Further, even if the petitioner was ignorant of the truth, as he argues, the evidence does not compel a finding that the DOT intentionally or through culpable negligence induced the petitioner not to file his notice of injury. Lastly, as to the fourth element, requiring that the other party must have been induced to rely upon the representation to his or her injury, there was no testimony offered at the board hearing to indicate that even had the petitioner filed a notice of injury form, that the claim would have been accepted. Nor was there evidence offered that if the claim was denied, that the petitioner would have petitioned the DOL for a hearing in a timely manner.
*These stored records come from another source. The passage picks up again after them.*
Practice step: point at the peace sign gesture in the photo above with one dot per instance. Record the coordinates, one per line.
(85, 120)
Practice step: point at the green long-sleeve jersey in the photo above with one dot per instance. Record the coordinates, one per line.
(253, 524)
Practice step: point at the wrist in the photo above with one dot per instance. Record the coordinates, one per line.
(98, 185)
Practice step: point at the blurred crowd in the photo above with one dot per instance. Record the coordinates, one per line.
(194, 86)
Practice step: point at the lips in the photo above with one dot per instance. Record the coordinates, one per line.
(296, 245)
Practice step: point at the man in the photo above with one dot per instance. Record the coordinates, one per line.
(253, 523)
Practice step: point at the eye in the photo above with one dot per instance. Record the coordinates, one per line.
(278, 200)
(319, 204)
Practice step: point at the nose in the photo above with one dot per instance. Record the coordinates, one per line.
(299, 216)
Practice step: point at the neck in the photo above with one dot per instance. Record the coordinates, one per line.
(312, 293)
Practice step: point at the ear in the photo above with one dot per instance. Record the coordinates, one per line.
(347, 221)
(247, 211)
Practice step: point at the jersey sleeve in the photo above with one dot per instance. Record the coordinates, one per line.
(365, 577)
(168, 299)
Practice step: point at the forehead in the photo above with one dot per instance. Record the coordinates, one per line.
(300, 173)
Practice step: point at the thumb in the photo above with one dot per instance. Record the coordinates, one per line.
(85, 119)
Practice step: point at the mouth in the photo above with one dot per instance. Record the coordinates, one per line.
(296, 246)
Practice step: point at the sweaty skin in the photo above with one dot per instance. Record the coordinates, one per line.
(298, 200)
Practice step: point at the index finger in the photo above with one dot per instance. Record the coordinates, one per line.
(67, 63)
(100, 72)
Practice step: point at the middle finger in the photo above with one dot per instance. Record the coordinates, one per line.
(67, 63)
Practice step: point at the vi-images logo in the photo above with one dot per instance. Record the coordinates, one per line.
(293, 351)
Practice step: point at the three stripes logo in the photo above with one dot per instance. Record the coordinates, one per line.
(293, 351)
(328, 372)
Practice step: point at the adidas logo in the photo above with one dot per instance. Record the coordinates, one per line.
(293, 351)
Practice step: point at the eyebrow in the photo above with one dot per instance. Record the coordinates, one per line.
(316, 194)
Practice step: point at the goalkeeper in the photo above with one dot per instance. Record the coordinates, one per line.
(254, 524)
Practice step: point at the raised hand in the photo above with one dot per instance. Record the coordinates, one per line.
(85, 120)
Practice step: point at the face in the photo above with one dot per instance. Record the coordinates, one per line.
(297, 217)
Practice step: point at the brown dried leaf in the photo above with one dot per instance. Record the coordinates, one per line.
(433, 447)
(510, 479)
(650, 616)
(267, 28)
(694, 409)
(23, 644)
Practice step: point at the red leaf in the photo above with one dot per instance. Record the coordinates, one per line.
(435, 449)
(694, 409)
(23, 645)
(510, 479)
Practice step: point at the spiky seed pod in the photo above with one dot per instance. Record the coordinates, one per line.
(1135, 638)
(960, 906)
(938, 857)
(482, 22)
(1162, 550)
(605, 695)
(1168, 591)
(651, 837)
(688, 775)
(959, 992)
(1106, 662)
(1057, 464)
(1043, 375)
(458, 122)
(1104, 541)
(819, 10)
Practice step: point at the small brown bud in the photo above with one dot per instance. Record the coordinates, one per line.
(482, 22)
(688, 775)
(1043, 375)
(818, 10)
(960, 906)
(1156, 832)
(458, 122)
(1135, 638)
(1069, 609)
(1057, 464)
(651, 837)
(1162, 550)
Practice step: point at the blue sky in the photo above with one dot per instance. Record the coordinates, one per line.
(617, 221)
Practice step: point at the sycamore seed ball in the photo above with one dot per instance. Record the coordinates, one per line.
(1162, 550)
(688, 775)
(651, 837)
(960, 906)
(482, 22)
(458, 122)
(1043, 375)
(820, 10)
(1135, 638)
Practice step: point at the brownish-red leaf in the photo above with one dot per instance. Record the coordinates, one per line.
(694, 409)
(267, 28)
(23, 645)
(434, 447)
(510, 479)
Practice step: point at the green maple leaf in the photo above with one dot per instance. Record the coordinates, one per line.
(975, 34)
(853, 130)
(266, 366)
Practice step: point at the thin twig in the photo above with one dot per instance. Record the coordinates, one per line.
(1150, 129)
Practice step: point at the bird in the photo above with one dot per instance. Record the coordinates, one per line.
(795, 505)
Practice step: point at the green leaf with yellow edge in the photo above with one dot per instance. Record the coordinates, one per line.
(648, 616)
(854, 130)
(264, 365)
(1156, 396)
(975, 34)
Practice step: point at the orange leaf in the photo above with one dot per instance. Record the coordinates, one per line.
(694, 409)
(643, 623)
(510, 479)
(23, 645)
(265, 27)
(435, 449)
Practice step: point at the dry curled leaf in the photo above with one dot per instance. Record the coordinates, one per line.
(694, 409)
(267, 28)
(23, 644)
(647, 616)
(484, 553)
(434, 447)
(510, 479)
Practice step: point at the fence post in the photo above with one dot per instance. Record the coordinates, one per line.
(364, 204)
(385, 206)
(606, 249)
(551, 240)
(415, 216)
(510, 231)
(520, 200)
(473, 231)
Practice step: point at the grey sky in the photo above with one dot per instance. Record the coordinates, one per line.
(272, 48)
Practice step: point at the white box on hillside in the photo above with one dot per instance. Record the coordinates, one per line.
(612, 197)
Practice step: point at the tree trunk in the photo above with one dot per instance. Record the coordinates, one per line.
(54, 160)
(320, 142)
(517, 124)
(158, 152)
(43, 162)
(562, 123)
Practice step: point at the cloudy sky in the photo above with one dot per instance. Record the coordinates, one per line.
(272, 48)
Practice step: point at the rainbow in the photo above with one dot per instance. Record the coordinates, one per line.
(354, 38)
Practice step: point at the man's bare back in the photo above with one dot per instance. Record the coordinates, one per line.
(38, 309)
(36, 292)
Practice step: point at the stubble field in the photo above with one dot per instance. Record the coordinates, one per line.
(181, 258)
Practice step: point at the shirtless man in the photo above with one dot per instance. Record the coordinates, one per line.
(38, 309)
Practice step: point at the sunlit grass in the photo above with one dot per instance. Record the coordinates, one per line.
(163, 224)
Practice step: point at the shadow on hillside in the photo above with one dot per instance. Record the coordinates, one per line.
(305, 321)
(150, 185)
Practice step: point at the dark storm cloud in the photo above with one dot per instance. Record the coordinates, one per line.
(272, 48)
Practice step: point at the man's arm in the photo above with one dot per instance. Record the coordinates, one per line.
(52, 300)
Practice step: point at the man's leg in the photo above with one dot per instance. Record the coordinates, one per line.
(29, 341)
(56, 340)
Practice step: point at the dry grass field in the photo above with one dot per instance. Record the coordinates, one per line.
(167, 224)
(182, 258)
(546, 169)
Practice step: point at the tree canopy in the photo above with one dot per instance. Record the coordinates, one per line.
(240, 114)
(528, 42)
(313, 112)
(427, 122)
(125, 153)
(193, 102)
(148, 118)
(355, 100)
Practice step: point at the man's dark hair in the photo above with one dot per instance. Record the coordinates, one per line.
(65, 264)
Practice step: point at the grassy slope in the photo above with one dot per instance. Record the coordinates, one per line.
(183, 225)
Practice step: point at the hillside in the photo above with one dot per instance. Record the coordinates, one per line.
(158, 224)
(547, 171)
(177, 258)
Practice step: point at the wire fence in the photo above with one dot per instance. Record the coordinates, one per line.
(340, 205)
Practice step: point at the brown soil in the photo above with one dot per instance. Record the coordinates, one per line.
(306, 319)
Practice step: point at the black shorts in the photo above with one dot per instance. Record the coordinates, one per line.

In fact, when the petitioner's 1994 claim was denied, he did not appeal. It is also significant that the petitioner elected in July 1995 to file an application for leave form rather than a notice of injury form. The record reveals his prior knowledge of the difference between the forms. It appears therefore that in July 1995 even the petitioner believed his injury at that time was not work-related.

Accordingly, we conclude that the petition filed in 1997 was untimely and the petitioner's claim for benefits was properly rejected.


BROCK, C.J., and HORTON and BRODERICK, JJ., did not sit; GRAY, J., retired superior court justice, and McHUGH and GROFF, JJ., superior court justices, sat by special assignment under RSA 490:3; all who sat concurred.